Eckart-Young and Truncated SVD

A proof that the truncated SVD is the best rank-k approximation in Frobenius norm.
Modified

April 26, 2026

Keywords

proof, svd, low-rank approximation, eckart-young

1 Claim

We want the theorem behind the slogan

keep the top singular directions and you get the best low-rank matrix.

Theorem 1 (Theorem) Let

\[ A = \sum_{i=1}^r \sigma_i u_i v_i^\top \]

be the thin SVD of \(A \in \mathbb{R}^{m \times n}\), with \(\sigma_1 \ge \cdots \ge \sigma_r > 0\).

For \(1 \le k < r\), define the truncated SVD

\[ A_k = \sum_{i=1}^k \sigma_i u_i v_i^\top. \]

Then for every matrix \(B\) with \(\operatorname{rank}(B) \le k\),

\[ \|A-A_k\|_F \le \|A-B\|_F. \]

Moreover,

\[ \|A-A_k\|_F^2 = \sum_{i=k+1}^r \sigma_i^2. \]

2 Why This Proof Matters

This proof is worth learning because it keeps reappearing in disguised form:

  • PCA is the same theorem applied to a centered data matrix
  • randomized low-rank algorithms are measured against the truncated SVD benchmark
  • matrix denoising and compression arguments often reduce to the same rank-\(k\) comparison
  • later spectral proofs reuse the same pattern of rotating into the singular-vector basis

3 Dependencies

  • orthogonal matrices preserve Frobenius norm
  • singular vectors give orthonormal bases
  • orthogonal projection onto a \(k\)-dimensional subspace maximizes captured energy when the subspace aligns with dominant singular directions
  • for a matrix \(M\), \(\|M\|_F^2\) is the sum of squares of its entries

4 Strategy Before Details

The proof has two steps.

  1. Show that \(A_k\) leaves behind exactly the tail singular values, so its error is easy to compute.
  2. Show that every other rank-\(k\) matrix must miss at least that much energy.

The key move is to compare any candidate matrix \(B\) through the projection onto its column space.

5 Full Proof

Proof.

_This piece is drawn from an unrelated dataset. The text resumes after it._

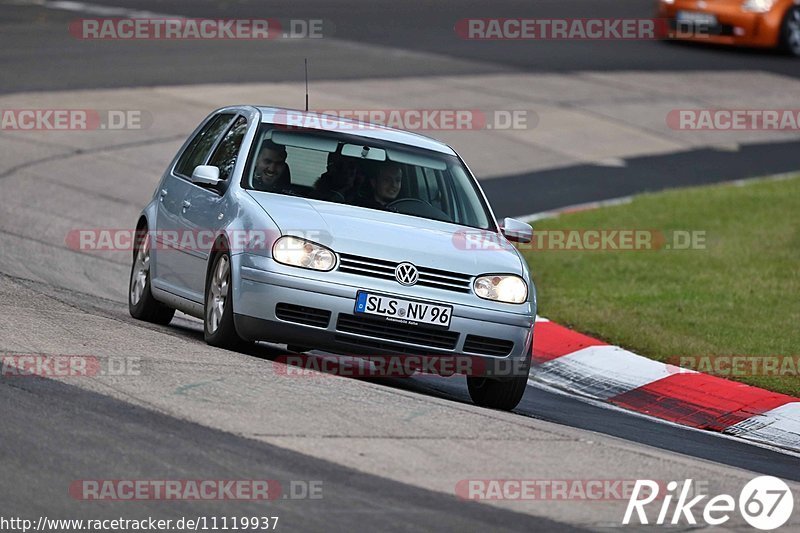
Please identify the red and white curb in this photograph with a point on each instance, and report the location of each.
(573, 362)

First compute the error of the truncated SVD itself.

Because the outer products \(u_i v_i^\top\) are orthonormal under the Frobenius inner product,

\[ A - A_k = \sum_{i=k+1}^r \sigma_i u_i v_i^\top \]

and therefore

\[ \|A-A_k\|_F^2 = \sum_{i=k+1}^r \sigma_i^2. \]

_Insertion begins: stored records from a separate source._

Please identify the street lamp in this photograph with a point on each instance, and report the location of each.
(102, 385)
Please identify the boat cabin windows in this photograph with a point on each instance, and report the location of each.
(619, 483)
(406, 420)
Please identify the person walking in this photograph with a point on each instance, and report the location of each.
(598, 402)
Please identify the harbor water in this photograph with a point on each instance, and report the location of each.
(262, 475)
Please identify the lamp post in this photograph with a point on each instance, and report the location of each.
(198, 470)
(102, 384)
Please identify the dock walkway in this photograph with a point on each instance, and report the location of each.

Now let \(B\) be any matrix with \(\operatorname{rank}(B) \le k\). Let \(P\) be the orthogonal projection onto \(\operatorname{col}(B)\). Since every column of \(B\) lies in \(\operatorname{col}(B)\), we have \(PB = B\).

Write

\[ A-B = (I-P)A + (PA-B). \]

The first term lies in \(\operatorname{col}(B)^\perp\), while the second lies in \(\operatorname{col}(B)\). So they are orthogonal, and the Pythagorean theorem gives

\[ \|A-B\|_F^2 = \|(I-P)A\|_F^2 + \|PA-B\|_F^2 \ge \|(I-P)A\|_F^2. \]

Thus it is enough to lower-bound \(\|(I-P)A\|_F^2\).

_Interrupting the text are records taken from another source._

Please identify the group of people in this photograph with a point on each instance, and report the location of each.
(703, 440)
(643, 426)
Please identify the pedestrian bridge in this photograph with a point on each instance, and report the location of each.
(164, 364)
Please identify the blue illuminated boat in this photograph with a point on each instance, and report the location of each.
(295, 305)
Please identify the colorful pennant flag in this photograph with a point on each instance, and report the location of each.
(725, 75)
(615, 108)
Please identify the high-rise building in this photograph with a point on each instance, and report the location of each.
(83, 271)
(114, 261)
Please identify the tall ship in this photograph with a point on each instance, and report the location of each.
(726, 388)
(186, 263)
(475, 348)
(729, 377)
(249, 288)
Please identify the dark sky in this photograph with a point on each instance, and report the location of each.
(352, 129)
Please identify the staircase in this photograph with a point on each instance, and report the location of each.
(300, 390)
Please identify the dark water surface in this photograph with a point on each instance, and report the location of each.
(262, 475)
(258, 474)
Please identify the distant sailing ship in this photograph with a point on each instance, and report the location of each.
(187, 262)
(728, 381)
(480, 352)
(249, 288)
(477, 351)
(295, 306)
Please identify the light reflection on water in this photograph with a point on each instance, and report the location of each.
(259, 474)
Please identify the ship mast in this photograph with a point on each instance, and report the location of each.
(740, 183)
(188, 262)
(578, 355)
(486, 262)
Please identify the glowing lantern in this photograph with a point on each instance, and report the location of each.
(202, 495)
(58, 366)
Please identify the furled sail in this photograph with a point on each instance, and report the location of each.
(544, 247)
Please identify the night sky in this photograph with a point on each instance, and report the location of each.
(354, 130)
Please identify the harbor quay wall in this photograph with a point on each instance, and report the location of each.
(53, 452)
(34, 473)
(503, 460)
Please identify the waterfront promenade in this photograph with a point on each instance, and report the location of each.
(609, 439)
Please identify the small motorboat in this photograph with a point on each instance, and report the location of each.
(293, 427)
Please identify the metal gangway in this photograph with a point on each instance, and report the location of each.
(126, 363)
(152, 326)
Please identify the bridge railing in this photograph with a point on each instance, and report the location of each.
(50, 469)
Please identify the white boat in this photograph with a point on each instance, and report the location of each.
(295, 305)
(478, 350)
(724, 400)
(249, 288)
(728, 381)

Since \(P\) is an orthogonal projection,

\[ \|(I-P)A\|_F^2 = \|A\|_F^2 - \|PA\|_F^2. \]

Let \(s = \operatorname{rank}(B)\), so \(s \le k\), and let \(q_1,\dots,q_s\) be an orthonormal basis for \(\operatorname{col}(B)\). Then

\[ \|PA\|_F^2 = \sum_{j=1}^s \|q_j^\top A\|_2^2 = \sum_{j=1}^s q_j^\top A A^\top q_j. \]

Using \(AA^\top = U_r \Sigma_r^2 U_r^\top\), write \(q_j = U_r z_j + w_j\), where \(w_j\) is orthogonal to \(\operatorname{col}(U_r)\). Then

\[ q_j^\top A A^\top q_j = z_j^\top \Sigma_r^2 z_j. \]

So

\[ \|PA\|_F^2 = \sum_{j=1}^s z_j^\top \Sigma_r^2 z_j = \sum_{i=1}^r \sigma_i^2 \alpha_i, \]

where

\[ \alpha_i = \sum_{j=1}^s z_{j,i}^2. \]

Each \(\alpha_i\) lies in \([0,1]\), and because the \(q_j\) are orthonormal,

\[ \sum_{i=1}^r \alpha_i = \sum_{j=1}^s \|z_j\|_2^2 \le s \le k. \]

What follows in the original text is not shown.